I was raised eating eggs several times a week. It was one of mother's favorite foods. She even used to blend a raw egg into chocolate milk on really cold winter mornings, calling it a Norwegian egg nog. Although I've never met another Norskie that had this, so it may have just been my mom's thing. At least I always had a shiny coat of fur.

Eggs even saved my mother's life. She cotracted Covid last summer, and got very sick, and the docs didn't think she'd make it. After my father's passing a few years ago, she resigned herself to allow Covid to take her so she could be with him again. She felt so bad that she even stopped eating and drinking in order to hasten the end.

After 2 weeks of feeling terrible (and not eating), one of the nurses went by her room with a tray of eggs and bacon. It was the first thing that she was able to smell in such a long time, and being one of her favorite meals, she asked the nurse to bring her some. 
The docs and nurses were surprised, and we asked them to bring her eggs and bacon,as much as possible if that's all she would eat.

Within a few weeks after that, she fully recovered and is happily heading towards her 96th birthday this year. Still missing my dad, though.



Pan fried Spam and a double yolker, anyone?


----------



## GinnyPNW (Feb 10, 2022)

Wow *Bucky* and thank goodness for eggs!  

Not the same thing at all, but still reminded me: Once upon a time, I had some extra egg whites after making a dish that called for yokes only.  Not willing to toss them, but I couldn't think of anything to do with them, so I cooked them and gave them to the pups.  Now Stanley is a good eater, but not a particularly Corgi-Like eater, he gobbled up the eggs and then picked up the bowl and took it to his bed and laid down next to the empty bowl.  He has never done anything like that before or since, but I made a mental note...if ever he is off his food, try egg whites before calling ER?  

(Corgis are notorious for eating EVERYTHING and eating it very quickly.)


----------



## dragnlaw (Feb 11, 2022)

*Norwegian and Fluffy Eggs*

*Bucky,* good on yer Mom!  Thanks for sharing a Happy about Covid.

My bro, when late for school, used to literally suck an egg - right out of the shell.   (shudder)

Once our car broke down on our way to the cottage.  Of course, it was in the middle of no-where.  Hubby walked to the nearest town.  Boys were about 4 & 6, never complained but had had a very early breakfast and it was hours past lunch.   
Dug out some eggs from the grocery box and orange juice.  Mixed/shook/stirred really well and voila!  Fluffy Egg.  They were happy and satisfied.  (and I still shuddered - LOL)  and they often had a Fluffy Egg when rushed after that. 

So there yuh go folks - Norwegian and Fluffy Eggs!  Anyone else have a different style?


----------



## Andy M. (Feb 11, 2022)

When I was a youngster my breakfast every morning was a raw egg whisked into a glass of milk with a fork. Mom added a dash of cinnamon so she could call it an egg nog. I drank it down and headed off to school. There were days when she didn't do a great job of whisking the egg. . .


----------



## dragnlaw (Feb 11, 2022)

Andy M. said:


> There were days when she didn't do a great job of whisking the egg. . .
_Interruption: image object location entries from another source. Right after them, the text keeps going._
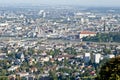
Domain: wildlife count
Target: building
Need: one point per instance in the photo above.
(97, 58)
(87, 57)
(86, 33)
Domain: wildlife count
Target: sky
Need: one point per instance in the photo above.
(109, 3)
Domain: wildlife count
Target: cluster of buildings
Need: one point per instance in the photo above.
(40, 42)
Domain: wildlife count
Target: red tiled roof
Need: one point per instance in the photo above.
(87, 32)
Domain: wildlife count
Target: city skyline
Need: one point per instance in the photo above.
(92, 3)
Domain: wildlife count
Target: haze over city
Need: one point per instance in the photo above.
(101, 3)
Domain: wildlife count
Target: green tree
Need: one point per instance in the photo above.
(110, 70)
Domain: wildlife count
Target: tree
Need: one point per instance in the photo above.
(110, 70)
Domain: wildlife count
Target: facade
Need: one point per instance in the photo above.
(86, 33)
(87, 57)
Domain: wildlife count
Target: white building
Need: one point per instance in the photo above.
(86, 33)
(87, 57)
(97, 58)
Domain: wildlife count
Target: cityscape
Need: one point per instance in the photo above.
(59, 42)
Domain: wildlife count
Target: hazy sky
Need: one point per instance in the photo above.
(69, 2)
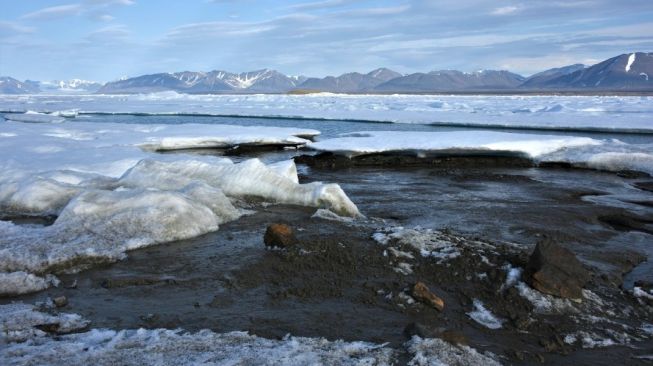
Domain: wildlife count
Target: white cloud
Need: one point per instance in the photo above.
(88, 7)
(506, 10)
(54, 12)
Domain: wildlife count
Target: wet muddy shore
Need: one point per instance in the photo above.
(339, 281)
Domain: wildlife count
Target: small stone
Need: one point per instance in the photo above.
(555, 270)
(60, 301)
(279, 235)
(422, 293)
(454, 337)
(420, 330)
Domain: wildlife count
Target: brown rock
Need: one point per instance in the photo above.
(279, 235)
(454, 337)
(556, 271)
(422, 293)
(60, 301)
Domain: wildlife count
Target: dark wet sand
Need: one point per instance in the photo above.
(333, 283)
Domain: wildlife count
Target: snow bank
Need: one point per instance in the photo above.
(167, 347)
(483, 316)
(112, 194)
(24, 342)
(34, 117)
(611, 113)
(608, 154)
(20, 323)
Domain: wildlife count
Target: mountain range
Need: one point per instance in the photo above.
(626, 72)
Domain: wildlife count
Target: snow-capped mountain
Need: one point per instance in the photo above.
(627, 72)
(69, 86)
(632, 71)
(351, 82)
(9, 85)
(260, 81)
(452, 80)
(542, 78)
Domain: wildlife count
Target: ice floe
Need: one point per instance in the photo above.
(609, 113)
(31, 335)
(35, 117)
(24, 343)
(110, 193)
(483, 316)
(603, 154)
(436, 352)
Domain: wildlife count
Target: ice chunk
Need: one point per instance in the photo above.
(488, 142)
(18, 283)
(34, 117)
(484, 317)
(169, 347)
(606, 113)
(249, 178)
(436, 352)
(100, 218)
(19, 322)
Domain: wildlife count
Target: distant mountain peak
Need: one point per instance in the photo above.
(630, 71)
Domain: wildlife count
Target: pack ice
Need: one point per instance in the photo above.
(604, 113)
(603, 154)
(111, 193)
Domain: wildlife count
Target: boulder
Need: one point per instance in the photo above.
(60, 301)
(556, 271)
(422, 293)
(279, 235)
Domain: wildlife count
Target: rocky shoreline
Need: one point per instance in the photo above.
(379, 279)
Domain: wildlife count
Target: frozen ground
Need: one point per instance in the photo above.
(111, 193)
(25, 343)
(609, 113)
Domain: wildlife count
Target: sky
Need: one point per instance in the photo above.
(104, 40)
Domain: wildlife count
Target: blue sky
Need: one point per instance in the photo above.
(107, 39)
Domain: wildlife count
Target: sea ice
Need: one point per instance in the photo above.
(608, 154)
(111, 193)
(608, 113)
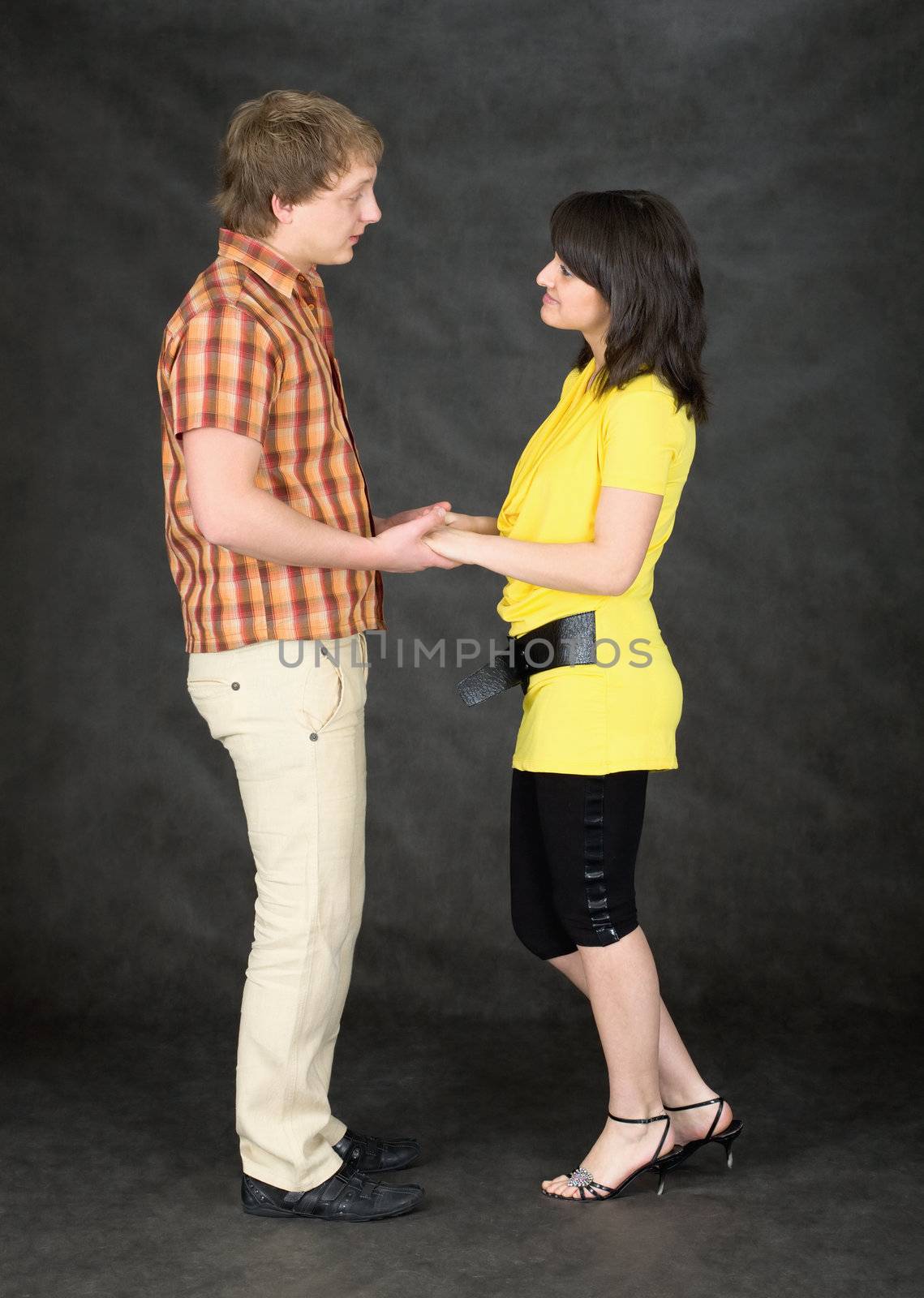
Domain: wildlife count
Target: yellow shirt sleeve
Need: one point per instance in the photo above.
(638, 441)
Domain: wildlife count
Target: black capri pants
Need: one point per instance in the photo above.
(573, 850)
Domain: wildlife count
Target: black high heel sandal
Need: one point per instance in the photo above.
(584, 1181)
(726, 1137)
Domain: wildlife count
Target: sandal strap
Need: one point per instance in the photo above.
(675, 1109)
(713, 1100)
(658, 1118)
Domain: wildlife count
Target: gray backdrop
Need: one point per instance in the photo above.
(776, 862)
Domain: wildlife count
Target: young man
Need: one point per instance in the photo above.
(270, 538)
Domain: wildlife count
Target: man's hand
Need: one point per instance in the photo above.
(402, 547)
(383, 525)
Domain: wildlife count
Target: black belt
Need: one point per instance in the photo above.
(565, 643)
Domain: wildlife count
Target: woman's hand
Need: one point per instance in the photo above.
(486, 525)
(383, 525)
(452, 543)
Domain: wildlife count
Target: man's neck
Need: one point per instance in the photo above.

LOL ...  hence my shudders, even when I would use the blender.


----------



## taxlady (Feb 11, 2022)

When I was in high school, I often had an egg beaten with orange juice and milk. I used one of those hand crank egg beaters. It always whipped up nice and foamy, with no yucky strings of egg white. A friend of mine named it "Tarzan breakfast". I have also made it with milk powder instead of milk. It's a bit thicker that way.


----------



## buckytom (Feb 11, 2022)

Andy M. said:


> When I was a youngster my breakfast every morning was a raw egg whisked into a glass of milk with a fork. Mom added a dash of cinnamon so she could call it an egg nog. I drank it down and headed off to school. There were days when she didn't do a great job of whisking the egg. . .



LOL, I know it! Egg-snog.



taxlady said:


> When I was in high school, I often had an egg beaten with orange juice and milk. I used one of those hand crank egg beaters. It always whipped up nice and foamy, with no yucky strings of egg white. A friend of mine named it "Tarzan breakfast". I have also made it with milk powder instead of milk. It's a bit thicker that way.




Milk and OJ? Right after brushing your teeth with a mint toothpaste, maybe...


----------



## GinnyPNW (Feb 11, 2022)

taxlady said:


> When I was in high school, I often had an egg beaten with orange juice and milk. I used one of those hand crank egg beaters. It always whipped up nice and foamy, with no yucky strings of egg white. A friend of mine named it "Tarzan breakfast". I have also made it with milk powder instead of milk. It's a bit thicker that way.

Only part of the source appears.